Dr. Pieter Cohen, an associate professor at Harvard Medical School (who declined to be interviewed for this story) told NBC News that the monoclonal antibody treatments “are not a good use of our healthcare resources right now.”
Even Dr. Jorge Fleisher, the chairman of infectious diseases at Saint-Elizabeth Hospital in Boston who prescribed the monoclonal antibodies to my grandparents, initially said they most likely recovered because of their own immune systems.
Still, Fleisher has supervised the treatment of approximately 1,000 high-risk COVID patients with monoclonal antibodies. “I don’t know of anyone telling me that we had any bad outcomes,” he says, when asked if any of those patients have died.
There have been some side-effects from the infusion. Two people got rashes. One patient had a severe anaphylactic allergic reaction. Among the patients treated by Huang and Razonable, there have been no severe allergic reactions, but some had chills, skin rashes, nausea or felt flushed after the infusion. (Among Razonable’s 2,000 patients, 16 people reportedly felt some side-effects.)

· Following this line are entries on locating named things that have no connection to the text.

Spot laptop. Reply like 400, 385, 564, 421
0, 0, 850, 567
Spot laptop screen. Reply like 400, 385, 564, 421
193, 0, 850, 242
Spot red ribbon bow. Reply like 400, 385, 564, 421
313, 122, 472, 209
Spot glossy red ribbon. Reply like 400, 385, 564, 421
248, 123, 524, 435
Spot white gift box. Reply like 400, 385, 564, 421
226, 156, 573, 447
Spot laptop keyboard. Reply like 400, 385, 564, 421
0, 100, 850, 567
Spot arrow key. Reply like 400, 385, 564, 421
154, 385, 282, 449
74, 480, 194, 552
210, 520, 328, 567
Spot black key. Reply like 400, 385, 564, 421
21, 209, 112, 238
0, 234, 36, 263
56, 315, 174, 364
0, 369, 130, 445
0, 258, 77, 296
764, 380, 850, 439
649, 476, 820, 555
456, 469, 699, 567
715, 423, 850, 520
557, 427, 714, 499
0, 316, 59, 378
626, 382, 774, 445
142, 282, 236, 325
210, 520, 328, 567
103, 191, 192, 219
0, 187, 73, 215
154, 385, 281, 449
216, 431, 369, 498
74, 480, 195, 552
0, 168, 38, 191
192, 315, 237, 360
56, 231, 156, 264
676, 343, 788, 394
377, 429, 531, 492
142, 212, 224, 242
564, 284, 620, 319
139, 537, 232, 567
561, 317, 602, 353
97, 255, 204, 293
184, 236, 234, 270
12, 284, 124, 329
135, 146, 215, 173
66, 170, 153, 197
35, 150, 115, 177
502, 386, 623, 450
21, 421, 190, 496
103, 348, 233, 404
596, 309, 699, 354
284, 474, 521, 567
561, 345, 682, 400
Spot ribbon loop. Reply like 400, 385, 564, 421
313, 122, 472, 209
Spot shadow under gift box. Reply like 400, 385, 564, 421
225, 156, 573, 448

Having witnessed my grandparents’ recovery, my grandmother’s primary care doctor Eugene Vaninov began offering the treatment to his other patients.
“When I found out that your grandma and grandpa started feeling better after just one day, I was amazed. I had two other patients, 89 and 87 years old. They both had COVID,” Vaninov says. “The 89-year-old was lying on the couch with a fever of 39 degrees [102.2 Fahrenheit], he couldn’t even move. After the infusion, he got up and said, ‘I want to dance.’”
Since Vaninov started prescribing bamlanivimab, none of his patients have died, he says, although he previously lost several patients.
“I can’t even have two opinions on this. When there is even a small chance, how can I deny a treatment to a patient when it can save their life?” Vaninov says. “I took the Hippocratic Oath.”